Ryan described the vast swath of death that reverberated from the corner of Fifth and Harvey streets in downtown Oklahoma City.

“The defendant killed many husbands,” he said, giving the tiniest of eulogies to those lost forever on April 19, 1995.

“The defendant killed many wives,” he said. “The defendant killed many grandchildren. The defendant killed many grandparents.”

Some women were pregnant. “The defendant killed three unborn children.”

He said a 10-year-old boy will read a statement he wrote about losing his mother. “The defendant killed many mothers,” Ryan said.

When he sat down, and the jury was excused for its first break, McVeigh’s lead attorney, Stephen Jones, quietly walked over and commended Ryan on his moving remarks.

Then it was the victims’ turn to speak.

Even before then, Joseph Hartzler, the chief prosecutor, had warned the victims stuffed into the back rows to grit their teeth and bite their tongues. “On the day of the verdict, those were tears of joy,” he told them. “This is going to be a lot tougher.”

Pamela Whicher took the stand and talked about the loss of her husband, Alan, a Secret Service agent.

Their son, Ryan, pretends his father is on a business trip, she said. Once he started to grow a beard, he slammed his fist and said, “Well, who’s going to teach me how to shave it?”

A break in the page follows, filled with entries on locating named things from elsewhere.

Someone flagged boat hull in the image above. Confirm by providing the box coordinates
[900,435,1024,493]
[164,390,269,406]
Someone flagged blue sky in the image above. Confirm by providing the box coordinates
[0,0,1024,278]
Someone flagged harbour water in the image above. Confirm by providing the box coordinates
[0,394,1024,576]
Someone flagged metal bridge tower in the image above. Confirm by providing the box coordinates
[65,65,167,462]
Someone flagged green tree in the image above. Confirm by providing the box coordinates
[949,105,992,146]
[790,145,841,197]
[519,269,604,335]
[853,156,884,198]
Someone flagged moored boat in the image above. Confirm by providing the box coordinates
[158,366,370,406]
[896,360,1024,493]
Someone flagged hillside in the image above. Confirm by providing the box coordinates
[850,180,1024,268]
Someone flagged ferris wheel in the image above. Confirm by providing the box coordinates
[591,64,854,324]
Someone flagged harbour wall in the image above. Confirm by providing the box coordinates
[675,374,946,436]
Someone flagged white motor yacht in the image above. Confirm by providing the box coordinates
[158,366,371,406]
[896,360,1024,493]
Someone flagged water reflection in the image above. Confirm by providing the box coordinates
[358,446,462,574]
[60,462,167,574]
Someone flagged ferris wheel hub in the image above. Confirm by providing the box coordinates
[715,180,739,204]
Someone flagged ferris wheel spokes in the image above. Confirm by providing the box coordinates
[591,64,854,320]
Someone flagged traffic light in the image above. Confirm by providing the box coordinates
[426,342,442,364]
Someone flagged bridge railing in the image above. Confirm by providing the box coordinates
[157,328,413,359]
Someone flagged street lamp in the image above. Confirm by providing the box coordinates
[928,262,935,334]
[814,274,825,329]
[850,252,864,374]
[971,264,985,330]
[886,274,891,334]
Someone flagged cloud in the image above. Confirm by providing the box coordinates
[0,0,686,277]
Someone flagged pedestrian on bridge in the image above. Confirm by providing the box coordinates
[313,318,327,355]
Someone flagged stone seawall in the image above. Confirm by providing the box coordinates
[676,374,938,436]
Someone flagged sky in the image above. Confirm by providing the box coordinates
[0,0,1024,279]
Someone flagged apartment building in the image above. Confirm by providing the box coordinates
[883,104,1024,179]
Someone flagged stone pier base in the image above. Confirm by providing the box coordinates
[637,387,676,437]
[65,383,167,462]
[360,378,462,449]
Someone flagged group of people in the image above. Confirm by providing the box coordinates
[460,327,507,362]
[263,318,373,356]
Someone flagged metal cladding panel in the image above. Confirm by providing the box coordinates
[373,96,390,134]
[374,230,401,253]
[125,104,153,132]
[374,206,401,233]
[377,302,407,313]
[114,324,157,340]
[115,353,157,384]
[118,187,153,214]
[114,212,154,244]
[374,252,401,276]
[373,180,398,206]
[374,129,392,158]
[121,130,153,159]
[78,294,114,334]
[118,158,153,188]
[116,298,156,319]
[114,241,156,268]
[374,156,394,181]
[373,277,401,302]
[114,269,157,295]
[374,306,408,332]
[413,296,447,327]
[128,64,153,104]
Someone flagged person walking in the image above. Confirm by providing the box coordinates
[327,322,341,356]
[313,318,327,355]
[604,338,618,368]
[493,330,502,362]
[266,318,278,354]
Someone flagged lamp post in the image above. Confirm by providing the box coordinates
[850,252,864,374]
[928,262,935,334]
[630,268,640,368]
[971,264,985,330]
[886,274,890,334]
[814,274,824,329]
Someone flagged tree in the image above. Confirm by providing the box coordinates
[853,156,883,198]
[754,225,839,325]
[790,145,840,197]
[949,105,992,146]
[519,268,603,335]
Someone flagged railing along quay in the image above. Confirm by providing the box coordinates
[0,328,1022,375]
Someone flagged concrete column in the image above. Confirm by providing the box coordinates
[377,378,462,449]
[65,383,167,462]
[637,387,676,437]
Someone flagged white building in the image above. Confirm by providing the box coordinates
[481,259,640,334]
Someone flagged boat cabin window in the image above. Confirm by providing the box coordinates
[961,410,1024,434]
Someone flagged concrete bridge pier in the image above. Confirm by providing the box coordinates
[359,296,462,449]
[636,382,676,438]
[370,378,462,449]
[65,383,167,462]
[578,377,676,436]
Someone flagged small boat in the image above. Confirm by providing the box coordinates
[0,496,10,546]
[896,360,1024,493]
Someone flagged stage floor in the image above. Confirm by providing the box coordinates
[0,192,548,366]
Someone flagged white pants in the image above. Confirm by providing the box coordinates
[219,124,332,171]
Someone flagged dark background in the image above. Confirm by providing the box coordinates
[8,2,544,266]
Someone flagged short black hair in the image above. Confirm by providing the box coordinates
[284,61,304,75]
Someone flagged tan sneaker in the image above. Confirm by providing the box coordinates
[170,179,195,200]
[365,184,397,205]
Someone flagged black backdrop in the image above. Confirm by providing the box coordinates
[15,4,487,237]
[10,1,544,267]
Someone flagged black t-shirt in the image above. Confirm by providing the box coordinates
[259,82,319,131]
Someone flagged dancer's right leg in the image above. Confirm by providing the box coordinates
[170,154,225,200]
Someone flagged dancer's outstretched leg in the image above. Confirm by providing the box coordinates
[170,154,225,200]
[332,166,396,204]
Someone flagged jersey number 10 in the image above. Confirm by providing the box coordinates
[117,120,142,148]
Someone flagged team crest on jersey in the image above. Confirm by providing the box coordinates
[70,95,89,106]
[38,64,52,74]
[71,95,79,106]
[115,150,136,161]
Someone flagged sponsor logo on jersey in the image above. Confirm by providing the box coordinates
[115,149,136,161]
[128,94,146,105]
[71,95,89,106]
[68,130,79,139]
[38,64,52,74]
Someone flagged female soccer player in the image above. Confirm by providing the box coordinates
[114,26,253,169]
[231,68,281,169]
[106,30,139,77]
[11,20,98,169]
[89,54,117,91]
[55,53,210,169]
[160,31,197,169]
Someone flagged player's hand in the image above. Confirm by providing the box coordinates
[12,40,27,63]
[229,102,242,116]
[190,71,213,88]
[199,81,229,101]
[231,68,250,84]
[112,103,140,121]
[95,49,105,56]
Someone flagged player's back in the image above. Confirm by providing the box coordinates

Their daughter, Melinda, wrote a letter in high school about how “I never knew such a dark horrible place existed and I’m clawing my way out the best I can.”

“She has learned to hate,” Pamela Whicher said. “Which is a horrible thing to hear coming from your 16-year-old baby.”

April 19 is David Klaus’ wedding anniversary. It also became the day he lost his only daughter, Kimberly Ruth Burgess. Now he and his wife celebrate their marriage on a different date, he testified.

So much has changed. He has lost 25 pounds. He suffered hepatitis, pneumonia and two episodes of bronchitis. Currently he is being treated for depression.

“I feel like I’ve aged 10 years in two years,” he said. “I just feel so much older. There is just this huge heart that is never going to get filled up now.”

Alan A. Prokop, an Oklahoma City police officer, testified about rushing to the exploded Murrah structure. Inside, he said, “it was strangely quiet. Except for the moans and cries in the building.”

Near an elevator shaft he spotted a woman’s hand waving back and forth, the rest of the body trapped under the rubble. He held the hand.

“The hand was warm,” he said. “She was clutching my hand. I held it and squeezed and I could hear muffled moans.”

Water was filling the area. The woman feared she was drowning. Then Prokop and other rescuers realized it wasn’t water at all. It was blood.

“Her hand began to get still and very cold,” he said. “I checked for her pulse and there was none.”